J’avais sû qu’Il était disparu et depuis je n’ai plus eu de ses nouvelles.

Je voudrais aussi savoir si je pourrai toucher l’allocation pour sa fille, car j’ai une fille de lui et les charges deviennent de plus en plus lourdes d’autant plus que ma chère petite aura 3 ans le 14 Octobre prochain.
Monsieur le Maire, j’ai des lettres de lui où Il me dit qu’Il m’aidera a élever mon Enfant dans la mesure de ses moyens, en attendant qu’Il aurait pû m’épouser.

Je n’ai pas oser en parler plutôt de crainte de faire de la peine a ses Parents, et n’ai rien voulut non plus demander a l’assistance, mais ne pouvant plus y arriver, Monsieur le Maire je me suis adresser a vous, pour remédier un peu ma situation, et me donner un bon conseil.

Ma chère petite est en nourice a Thilouze (Indre-et-Loire) et moi je travaille comme f. de chambre à Tours.
Je paye 35 fr par mois, pour ma chère mignionne, et je gagne seulement 50 fr, il me faut entretenir ma fille et moi a présent qu’elle devient grande et que tout ai trai cher, je ne peu plus arriver à sufit à tout.
Avec mes remerciements, je vous présente Monsieur le Maire mes respectueuses salutations

Caroline Beauverger
12 Place de la Gare
à Tours
Indre-et-Loire »

    On retrouve bien la trace de la naissance dans l’état civil de Tours, de Marie Albertine Henriette Beauverger le 14 octobre 1914. Caroline Beauverger est mère célibataire.
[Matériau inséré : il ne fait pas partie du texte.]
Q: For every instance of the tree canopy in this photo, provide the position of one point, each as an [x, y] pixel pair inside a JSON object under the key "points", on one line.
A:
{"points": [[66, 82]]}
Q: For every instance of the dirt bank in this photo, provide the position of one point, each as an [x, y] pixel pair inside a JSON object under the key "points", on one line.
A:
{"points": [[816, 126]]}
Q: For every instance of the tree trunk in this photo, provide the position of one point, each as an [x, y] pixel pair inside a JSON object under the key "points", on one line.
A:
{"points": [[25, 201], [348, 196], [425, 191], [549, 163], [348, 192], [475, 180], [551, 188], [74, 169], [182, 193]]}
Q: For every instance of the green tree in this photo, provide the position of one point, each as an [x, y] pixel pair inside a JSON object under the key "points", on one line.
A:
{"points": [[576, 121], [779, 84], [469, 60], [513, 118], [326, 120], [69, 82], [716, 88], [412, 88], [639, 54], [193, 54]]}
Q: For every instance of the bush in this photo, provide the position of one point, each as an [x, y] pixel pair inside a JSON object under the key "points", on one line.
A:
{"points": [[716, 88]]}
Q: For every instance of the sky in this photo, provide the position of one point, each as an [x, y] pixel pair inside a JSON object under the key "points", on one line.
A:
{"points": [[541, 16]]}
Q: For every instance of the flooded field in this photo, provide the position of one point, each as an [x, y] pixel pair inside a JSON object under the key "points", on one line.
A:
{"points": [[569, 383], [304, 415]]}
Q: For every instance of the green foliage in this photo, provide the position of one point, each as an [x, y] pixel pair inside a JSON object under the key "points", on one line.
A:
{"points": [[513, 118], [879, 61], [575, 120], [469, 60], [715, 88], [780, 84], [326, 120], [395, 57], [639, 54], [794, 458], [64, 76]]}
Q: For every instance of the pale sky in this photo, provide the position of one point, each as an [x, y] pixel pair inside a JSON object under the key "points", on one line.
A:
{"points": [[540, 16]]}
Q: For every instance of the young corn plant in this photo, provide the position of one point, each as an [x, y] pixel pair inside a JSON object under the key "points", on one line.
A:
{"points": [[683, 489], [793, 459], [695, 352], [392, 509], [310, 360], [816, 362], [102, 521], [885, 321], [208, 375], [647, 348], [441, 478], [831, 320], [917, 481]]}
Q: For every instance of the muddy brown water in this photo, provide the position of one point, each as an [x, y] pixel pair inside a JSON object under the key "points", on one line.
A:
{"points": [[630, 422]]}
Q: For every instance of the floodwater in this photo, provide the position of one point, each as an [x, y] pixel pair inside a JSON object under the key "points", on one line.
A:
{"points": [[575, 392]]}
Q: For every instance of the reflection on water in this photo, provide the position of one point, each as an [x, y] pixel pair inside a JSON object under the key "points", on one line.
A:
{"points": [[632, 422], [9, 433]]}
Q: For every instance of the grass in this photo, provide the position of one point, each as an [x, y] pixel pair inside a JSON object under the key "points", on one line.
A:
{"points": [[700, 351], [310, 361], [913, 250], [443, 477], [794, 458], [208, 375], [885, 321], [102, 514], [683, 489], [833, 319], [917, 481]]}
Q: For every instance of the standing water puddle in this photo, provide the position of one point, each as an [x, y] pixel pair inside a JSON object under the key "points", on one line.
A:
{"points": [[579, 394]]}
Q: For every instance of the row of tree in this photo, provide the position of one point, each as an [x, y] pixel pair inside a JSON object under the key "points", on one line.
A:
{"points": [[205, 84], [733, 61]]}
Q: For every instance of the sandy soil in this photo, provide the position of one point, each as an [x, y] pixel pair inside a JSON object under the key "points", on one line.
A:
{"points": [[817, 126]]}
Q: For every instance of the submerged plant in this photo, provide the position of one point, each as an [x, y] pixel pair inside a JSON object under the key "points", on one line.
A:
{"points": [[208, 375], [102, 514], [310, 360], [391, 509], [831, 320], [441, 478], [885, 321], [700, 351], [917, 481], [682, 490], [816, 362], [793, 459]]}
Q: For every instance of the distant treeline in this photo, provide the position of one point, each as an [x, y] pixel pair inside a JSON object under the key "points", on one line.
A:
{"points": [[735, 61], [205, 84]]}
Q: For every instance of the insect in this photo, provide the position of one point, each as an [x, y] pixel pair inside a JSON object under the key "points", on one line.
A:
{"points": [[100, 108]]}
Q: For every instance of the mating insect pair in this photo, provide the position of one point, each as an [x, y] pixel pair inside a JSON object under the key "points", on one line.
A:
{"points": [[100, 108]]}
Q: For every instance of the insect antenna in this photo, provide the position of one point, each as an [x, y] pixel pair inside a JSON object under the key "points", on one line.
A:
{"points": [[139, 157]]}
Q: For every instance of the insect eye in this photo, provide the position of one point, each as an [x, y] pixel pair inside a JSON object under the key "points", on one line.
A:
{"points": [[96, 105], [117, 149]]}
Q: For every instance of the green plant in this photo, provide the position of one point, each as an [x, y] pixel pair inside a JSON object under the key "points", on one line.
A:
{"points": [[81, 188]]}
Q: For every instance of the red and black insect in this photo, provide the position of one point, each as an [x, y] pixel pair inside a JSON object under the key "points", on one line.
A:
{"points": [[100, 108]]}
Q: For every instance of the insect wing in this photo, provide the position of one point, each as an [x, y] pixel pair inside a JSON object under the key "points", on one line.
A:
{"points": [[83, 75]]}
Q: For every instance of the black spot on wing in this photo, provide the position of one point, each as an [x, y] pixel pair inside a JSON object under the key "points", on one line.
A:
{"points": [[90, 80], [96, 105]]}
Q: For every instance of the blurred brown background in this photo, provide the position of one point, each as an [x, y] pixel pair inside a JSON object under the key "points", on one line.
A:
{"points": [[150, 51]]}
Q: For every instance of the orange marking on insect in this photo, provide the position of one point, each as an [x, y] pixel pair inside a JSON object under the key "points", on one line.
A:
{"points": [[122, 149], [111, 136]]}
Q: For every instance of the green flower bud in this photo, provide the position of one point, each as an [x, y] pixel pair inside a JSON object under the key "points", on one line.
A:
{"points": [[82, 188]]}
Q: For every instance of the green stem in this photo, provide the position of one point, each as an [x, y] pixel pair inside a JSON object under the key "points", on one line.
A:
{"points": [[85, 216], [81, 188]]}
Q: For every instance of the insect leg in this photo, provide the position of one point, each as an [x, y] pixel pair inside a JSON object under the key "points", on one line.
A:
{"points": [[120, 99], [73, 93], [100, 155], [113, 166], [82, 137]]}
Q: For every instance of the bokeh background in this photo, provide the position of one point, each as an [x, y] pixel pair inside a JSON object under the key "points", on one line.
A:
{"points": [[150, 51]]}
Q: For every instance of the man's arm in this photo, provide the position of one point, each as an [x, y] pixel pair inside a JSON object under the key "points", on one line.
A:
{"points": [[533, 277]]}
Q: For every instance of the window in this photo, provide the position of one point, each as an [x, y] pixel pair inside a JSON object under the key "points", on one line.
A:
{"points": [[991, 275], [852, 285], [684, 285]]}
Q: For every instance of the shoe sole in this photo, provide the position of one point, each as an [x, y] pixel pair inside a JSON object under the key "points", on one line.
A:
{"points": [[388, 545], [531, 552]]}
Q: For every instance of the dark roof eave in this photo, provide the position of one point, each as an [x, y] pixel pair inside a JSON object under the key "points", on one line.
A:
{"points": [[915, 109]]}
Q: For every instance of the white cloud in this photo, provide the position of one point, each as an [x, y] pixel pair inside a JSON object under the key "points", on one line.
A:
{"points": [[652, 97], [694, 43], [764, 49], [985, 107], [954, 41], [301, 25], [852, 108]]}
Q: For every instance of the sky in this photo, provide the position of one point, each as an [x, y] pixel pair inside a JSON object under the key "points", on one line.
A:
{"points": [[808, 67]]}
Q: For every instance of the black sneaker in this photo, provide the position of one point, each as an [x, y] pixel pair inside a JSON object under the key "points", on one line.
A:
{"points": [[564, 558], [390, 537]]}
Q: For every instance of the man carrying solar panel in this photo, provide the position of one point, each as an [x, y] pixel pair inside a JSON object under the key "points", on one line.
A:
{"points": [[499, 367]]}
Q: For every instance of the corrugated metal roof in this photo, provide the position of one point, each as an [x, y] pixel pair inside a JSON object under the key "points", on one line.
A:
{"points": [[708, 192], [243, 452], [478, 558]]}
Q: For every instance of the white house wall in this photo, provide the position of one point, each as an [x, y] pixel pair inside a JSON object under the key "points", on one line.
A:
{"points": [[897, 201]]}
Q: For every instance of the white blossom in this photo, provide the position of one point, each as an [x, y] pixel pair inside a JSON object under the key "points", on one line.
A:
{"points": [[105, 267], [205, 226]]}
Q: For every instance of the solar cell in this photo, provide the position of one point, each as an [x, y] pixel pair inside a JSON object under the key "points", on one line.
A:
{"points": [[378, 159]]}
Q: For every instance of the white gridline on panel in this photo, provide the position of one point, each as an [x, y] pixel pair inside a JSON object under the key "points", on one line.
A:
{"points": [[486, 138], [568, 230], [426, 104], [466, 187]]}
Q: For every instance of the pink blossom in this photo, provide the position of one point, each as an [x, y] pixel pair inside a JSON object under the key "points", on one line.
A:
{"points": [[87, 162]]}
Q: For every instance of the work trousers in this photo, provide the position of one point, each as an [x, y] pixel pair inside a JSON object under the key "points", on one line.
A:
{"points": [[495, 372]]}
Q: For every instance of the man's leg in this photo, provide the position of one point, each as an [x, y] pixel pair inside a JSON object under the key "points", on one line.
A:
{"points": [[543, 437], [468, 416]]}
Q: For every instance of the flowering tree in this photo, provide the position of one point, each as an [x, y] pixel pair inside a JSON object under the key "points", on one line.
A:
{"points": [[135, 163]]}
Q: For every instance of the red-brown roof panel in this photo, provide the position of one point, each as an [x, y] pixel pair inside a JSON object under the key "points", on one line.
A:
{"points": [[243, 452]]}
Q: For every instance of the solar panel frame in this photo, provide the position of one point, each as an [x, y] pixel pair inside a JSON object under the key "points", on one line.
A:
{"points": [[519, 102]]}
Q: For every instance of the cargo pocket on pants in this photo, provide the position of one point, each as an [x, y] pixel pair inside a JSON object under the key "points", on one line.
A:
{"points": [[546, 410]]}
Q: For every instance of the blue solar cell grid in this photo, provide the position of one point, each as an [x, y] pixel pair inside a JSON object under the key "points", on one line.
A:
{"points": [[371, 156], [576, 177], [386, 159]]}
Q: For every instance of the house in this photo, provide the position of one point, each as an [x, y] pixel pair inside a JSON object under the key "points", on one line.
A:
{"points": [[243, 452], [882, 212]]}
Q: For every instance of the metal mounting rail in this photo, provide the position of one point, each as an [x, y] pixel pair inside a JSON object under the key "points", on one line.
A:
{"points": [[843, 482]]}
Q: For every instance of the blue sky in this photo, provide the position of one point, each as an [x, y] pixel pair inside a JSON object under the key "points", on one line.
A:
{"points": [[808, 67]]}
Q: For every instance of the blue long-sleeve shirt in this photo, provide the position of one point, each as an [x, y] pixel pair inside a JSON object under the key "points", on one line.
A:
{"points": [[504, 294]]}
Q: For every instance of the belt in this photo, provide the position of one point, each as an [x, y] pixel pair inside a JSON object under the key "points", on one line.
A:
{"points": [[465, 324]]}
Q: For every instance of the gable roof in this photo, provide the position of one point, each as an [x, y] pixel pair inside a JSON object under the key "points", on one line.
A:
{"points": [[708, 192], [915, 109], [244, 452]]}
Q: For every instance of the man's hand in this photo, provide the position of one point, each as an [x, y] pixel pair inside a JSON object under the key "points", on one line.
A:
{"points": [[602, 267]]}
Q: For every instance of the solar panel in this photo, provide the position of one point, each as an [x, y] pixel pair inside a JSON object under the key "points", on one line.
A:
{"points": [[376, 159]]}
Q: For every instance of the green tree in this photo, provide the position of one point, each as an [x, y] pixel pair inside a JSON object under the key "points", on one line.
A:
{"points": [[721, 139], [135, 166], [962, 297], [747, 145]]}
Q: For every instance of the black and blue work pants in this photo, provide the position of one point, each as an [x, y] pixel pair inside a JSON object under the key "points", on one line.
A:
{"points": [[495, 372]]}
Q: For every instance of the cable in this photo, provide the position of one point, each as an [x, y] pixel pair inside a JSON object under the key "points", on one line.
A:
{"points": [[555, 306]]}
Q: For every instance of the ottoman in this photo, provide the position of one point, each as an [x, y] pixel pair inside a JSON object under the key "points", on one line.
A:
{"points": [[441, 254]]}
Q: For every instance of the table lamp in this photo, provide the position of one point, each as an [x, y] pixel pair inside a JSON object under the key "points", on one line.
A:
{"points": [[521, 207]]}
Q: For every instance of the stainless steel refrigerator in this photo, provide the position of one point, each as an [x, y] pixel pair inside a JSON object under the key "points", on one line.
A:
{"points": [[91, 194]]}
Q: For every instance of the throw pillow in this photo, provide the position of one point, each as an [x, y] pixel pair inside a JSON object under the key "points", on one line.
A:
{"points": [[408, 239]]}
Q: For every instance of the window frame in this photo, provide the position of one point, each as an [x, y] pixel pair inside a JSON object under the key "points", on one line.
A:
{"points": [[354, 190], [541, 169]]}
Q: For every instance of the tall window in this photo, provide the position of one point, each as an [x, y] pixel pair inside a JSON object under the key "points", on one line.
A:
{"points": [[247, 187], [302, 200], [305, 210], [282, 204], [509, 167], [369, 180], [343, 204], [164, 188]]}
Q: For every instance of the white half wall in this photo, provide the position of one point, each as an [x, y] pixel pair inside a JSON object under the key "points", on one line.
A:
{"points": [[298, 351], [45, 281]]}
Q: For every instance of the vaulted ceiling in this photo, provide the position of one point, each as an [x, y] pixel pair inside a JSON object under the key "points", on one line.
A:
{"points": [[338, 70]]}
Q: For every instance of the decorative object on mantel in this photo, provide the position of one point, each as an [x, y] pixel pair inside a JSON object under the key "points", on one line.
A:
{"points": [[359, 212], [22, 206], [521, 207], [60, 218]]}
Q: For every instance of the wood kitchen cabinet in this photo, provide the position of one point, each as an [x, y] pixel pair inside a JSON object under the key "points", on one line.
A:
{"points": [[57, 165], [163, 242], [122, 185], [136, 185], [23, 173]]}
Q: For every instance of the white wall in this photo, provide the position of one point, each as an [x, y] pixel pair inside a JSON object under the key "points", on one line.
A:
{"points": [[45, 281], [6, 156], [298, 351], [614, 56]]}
Elle reconnaît son enfant le 24 octobre suivant. Elle est domiciliée à Thilouze, ce qui donne du sens au placement en nourrice de sa fille dans cette petite commune située au sud-ouest de Tours.

    Réponse fut faite par la mairie le 19 septembre suivant. Ne figure comme élément de la réponse envoyée que la date, notée au crayon de bois sur la lettre. Impossible de savoir si le maire contacta la famille du soldat, si la famille vit dans cette nouvelle une source de joie dans la douleur de la perte d’un fils ou un opportunisme morbide et déplacé. Quelle valeur pouvaient-ils donner à la parole de cette femme qui annonçait trois ans après que leur fils disparu avait une fille ? D’autant plus que la motivation principale de la demande semble être l’argent. Quels poids pouvaient avoir les courriers du fils, ou que le troisième prénom de l’enfant soit Henriette ?

    Les sources ne permettent pas de répondre à ces questions pour l’instant. Aucune mention marginale dans l’acte de naissance ne vient attester d’une reconnaissance du statut de pupille de la Nation. Seule la consultation des dossiers de pupille de la nation et de refus aux Archives départementales d’Indre-et-Loire permettrait d’avoir quelques certitudes : si la fille n’y apparaît pas, c’est que sa demande est restée lettre morte.

  • Sources

– Archives départementales du Maine-et-Loire : https://archives.maine-et-loire.fr/

88 AC 5 H 6 : archives de la commune de Beaufort-en-Vallée, correspondance autour des décédés et disparus pendant la Première Guerre mondiale.
1 R 875 : fiche matricule d’Henri Guertin, classe 1910, matricule 135 au bureau de recrutement d’Angers.

– Archives départementales d’Indre-et-Loire : https://archives.touraine.fr/

6 NUM8/261/398 : état civil de la commune de Tours, naissances 1914.

– Archives départementales de Côtes-d’Armor : https://archives.cotesdarmor.fr/

État civil de la commune de Langoat, naissances 1882-1889

Mise en ligne de la page : 2 octobre 2022.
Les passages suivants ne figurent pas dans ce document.